Quel regard cynique n’a-t-il pas remarqué la lente chute du monde vers un Disneyland total ? Les villes plus vieilles comme Rome, Paris, Venise deviennent un théâtre ridicule du paraître plus que de l’être. Les figures poudrées sur les tableaux du château de Versailles se désespèrent devant l’attroupement des touristes armés de leurs téléphones et de casquettes.
Là encore, les regards peints écaillent de leurs soupirs l’huile qui les coucha sur toile.
Rome devient le bastion des pique-niques au milieu des ruines. Et que dire de Venise ? Grand-Guignol par excellence où, il n’y a d’habitants que ceux qui travaillent au divertissement des étrangers.
Venise encore, ville immergée où la mafia à la main mise, où tout est maquillage. Que reste-t-il de cet endroit mort-né ? Tout y est faux, tout y est signe de purgatoire. On vient, on voit, on part ; il n’y a que des photos et la balade sur les canaux où se croisent mille personnes au bob vissé sur le crâne. Jamais Casanova n’aurait pu s’échapper en toute discrétion de sa prison. Il se serait fait prendre en photo, pour finir noyé sous les péniches qui courent.

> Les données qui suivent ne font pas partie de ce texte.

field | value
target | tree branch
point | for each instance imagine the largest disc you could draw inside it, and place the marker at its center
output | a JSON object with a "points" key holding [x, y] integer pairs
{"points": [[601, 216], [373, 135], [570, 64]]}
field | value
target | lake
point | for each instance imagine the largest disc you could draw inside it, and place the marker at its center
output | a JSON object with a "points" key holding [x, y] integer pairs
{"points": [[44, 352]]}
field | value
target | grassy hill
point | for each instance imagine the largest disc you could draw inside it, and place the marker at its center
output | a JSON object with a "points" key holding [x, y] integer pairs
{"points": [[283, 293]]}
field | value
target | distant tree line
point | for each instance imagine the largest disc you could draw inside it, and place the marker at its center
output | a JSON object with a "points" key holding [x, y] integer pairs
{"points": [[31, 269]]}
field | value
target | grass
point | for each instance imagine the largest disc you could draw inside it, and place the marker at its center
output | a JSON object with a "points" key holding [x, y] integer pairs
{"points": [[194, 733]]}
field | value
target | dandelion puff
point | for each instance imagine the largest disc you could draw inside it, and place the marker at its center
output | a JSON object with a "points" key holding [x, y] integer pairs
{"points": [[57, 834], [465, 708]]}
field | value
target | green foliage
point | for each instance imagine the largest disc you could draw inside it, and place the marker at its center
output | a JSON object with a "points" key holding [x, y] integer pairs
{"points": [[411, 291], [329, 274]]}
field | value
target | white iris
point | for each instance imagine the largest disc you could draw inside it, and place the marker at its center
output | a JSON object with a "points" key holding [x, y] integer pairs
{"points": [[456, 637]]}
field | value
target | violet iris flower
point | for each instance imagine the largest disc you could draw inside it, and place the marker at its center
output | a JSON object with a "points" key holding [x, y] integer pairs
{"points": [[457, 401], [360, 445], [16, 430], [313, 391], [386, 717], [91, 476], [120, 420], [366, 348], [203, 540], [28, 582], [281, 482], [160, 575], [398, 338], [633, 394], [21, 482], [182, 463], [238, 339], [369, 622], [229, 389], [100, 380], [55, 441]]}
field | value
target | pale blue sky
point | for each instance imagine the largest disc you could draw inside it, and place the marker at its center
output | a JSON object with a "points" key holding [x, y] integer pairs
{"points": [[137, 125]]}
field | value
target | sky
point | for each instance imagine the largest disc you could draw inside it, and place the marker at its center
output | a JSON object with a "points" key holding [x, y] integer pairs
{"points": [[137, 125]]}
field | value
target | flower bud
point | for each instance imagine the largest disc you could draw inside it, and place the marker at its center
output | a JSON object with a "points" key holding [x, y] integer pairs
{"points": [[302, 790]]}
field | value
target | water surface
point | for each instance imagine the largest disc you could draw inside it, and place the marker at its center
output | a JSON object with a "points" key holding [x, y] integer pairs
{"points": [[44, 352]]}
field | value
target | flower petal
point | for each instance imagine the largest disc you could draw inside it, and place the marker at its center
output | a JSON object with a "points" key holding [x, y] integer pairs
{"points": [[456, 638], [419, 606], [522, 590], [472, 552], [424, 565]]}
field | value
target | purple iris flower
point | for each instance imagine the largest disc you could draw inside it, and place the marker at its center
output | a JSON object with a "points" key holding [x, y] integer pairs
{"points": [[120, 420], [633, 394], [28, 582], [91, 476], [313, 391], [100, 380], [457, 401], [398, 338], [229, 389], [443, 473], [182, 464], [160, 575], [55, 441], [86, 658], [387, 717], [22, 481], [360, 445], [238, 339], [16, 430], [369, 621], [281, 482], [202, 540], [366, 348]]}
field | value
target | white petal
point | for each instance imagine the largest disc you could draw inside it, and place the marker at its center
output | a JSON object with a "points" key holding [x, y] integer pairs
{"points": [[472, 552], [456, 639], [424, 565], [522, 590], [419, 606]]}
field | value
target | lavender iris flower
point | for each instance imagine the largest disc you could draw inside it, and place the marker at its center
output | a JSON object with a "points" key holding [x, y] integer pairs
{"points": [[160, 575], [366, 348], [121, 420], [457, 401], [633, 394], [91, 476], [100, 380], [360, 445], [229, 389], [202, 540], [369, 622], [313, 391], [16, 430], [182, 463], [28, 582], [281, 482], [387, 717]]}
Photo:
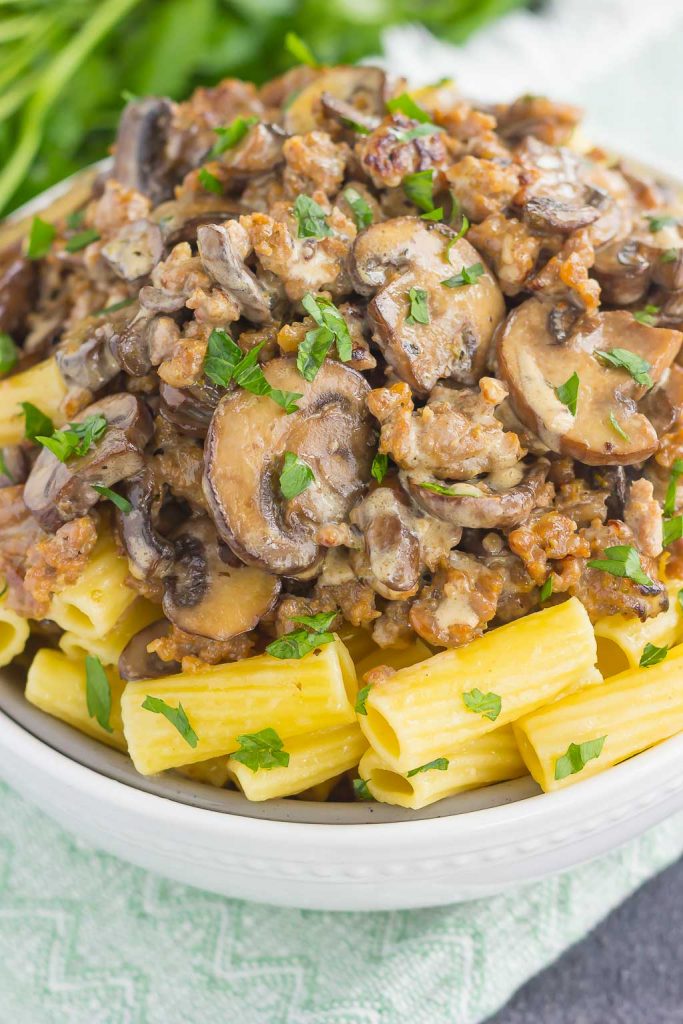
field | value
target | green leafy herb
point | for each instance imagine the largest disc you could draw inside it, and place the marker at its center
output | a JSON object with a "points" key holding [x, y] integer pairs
{"points": [[468, 275], [209, 181], [419, 300], [652, 655], [578, 756], [673, 529], [419, 188], [622, 560], [229, 135], [406, 104], [359, 706], [663, 220], [439, 764], [97, 692], [300, 50], [360, 790], [634, 365], [36, 423], [121, 503], [176, 716], [40, 239], [80, 241], [363, 213], [310, 218], [261, 751], [8, 353], [380, 466], [295, 477], [646, 315], [568, 393], [614, 424], [486, 705]]}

L’essai des éditions Exils, au titre long comme le bras, porte l’amertume de celui qui sent le fumé pestilentiel de la distraction. Venise petite ville factice n’est que la sublimation des turpitudes de notre société. En signant les RTT, en balayant le travail en voulant toujours plus de temps libre, sans conscience, alors ruine de l’âme s’y fait.

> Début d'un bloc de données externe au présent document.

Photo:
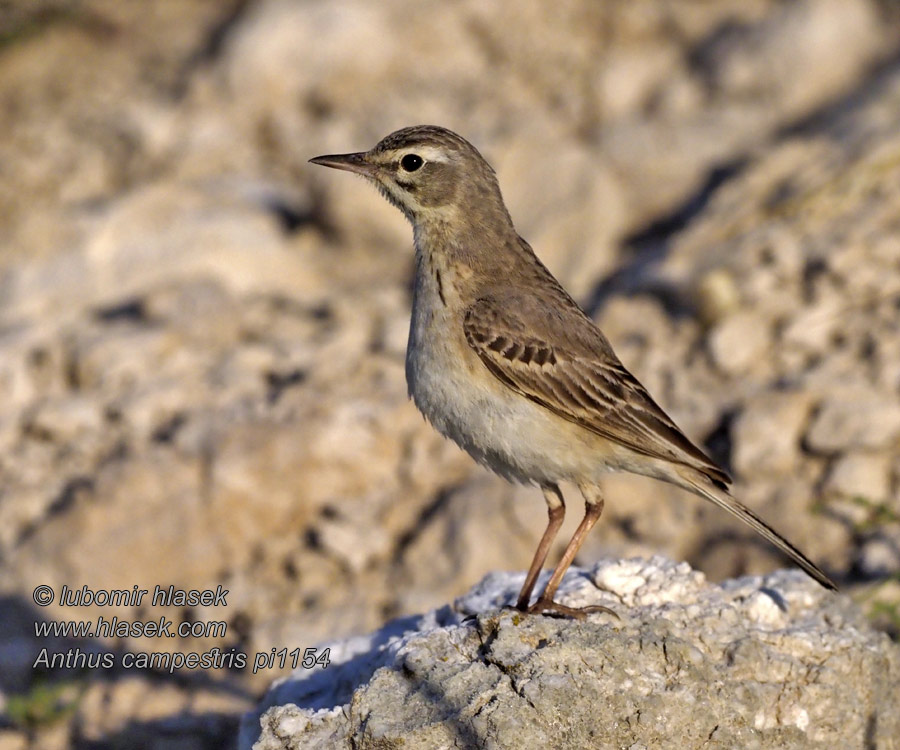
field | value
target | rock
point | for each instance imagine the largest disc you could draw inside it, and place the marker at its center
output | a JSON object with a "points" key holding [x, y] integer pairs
{"points": [[739, 342], [755, 662], [861, 475], [766, 434], [854, 419]]}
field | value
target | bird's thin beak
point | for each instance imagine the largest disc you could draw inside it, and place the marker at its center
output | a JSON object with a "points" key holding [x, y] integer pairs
{"points": [[348, 162]]}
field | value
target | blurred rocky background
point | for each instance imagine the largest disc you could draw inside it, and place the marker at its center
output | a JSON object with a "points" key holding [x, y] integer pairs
{"points": [[202, 337]]}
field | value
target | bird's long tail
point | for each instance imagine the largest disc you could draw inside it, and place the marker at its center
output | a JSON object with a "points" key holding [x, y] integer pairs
{"points": [[705, 488]]}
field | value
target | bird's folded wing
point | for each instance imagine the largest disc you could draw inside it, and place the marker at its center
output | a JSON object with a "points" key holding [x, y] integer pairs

L’oeil dévore les paysages fantaisistes, les touristes s’immergent dans la musique des Disneylands. Le rêve du plastique, du made in china ; les rêves du faux, génération des désirs à petit budget (et budget il y a, car tout est achetable maintenant).

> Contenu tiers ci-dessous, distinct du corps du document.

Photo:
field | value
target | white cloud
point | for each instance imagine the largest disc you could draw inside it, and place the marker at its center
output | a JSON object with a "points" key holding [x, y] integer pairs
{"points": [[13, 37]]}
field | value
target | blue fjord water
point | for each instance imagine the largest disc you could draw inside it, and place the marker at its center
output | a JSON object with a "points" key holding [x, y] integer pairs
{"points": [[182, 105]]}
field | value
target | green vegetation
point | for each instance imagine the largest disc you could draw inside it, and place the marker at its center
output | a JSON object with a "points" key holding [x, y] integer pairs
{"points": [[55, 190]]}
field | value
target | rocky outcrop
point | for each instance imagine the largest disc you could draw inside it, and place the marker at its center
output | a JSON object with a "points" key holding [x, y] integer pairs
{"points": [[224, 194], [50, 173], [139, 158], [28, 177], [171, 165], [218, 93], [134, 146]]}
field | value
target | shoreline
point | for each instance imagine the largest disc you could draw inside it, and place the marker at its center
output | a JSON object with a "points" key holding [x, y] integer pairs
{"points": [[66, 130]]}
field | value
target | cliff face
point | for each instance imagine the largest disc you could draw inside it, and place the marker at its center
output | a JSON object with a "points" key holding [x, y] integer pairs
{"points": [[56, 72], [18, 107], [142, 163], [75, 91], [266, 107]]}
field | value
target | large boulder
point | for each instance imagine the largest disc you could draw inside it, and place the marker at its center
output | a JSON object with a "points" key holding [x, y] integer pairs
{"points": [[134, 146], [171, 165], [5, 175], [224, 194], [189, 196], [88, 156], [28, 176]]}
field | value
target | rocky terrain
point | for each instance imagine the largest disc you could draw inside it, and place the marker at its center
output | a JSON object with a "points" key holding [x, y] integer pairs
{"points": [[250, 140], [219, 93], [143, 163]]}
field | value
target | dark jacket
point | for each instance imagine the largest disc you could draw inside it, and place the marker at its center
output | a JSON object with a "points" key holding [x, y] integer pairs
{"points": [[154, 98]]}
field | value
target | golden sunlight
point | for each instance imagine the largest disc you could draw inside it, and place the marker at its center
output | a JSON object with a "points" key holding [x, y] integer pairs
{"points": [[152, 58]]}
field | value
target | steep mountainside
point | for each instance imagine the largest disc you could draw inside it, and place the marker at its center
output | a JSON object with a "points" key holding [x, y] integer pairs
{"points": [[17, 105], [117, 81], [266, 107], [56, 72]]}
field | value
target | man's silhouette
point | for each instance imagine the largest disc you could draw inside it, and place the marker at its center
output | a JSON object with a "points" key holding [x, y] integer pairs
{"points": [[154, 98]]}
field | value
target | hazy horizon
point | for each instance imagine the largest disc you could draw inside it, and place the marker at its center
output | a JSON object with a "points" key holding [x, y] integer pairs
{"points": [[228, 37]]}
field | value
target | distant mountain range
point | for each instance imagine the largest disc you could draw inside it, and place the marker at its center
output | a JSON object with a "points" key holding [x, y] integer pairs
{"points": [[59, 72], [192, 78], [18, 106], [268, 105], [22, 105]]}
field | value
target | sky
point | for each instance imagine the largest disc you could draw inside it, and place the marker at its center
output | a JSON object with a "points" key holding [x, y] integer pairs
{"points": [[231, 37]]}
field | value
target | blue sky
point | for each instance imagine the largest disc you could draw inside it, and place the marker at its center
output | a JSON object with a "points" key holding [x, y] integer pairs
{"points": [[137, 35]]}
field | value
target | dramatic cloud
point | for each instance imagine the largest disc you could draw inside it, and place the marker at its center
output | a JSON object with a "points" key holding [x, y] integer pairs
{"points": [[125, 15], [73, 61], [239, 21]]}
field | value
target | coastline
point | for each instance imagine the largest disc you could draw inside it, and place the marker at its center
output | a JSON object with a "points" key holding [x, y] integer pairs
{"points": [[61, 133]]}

Et la beauté de l’essai où la comparaison se joue jusque dans les espaces d’expositions. Alors est remis en question un lieu comme l’Atelier des Lumières, où sur d’immenses murs sont projetés les Van Gogh, les Monet. Tout se doit d’être immersif, ultra-visuel, ultra-technique. Bientôt le casque VR aura valeur d’art dans sa finitude. L’original disparaîtra dans sa tourbe. Et nous penserons à Walter Benjamin, main sur le coeur, lorsque dans son essai l’oeuvre d’art à l’époque de sa reproductibilité, il questionnait déjà l’aura des oeuvres, leur essoufflement…
[Authentique rapport de la nécessaire disparition de Venise de Casanuova, édition Exils (2021)]
Tck.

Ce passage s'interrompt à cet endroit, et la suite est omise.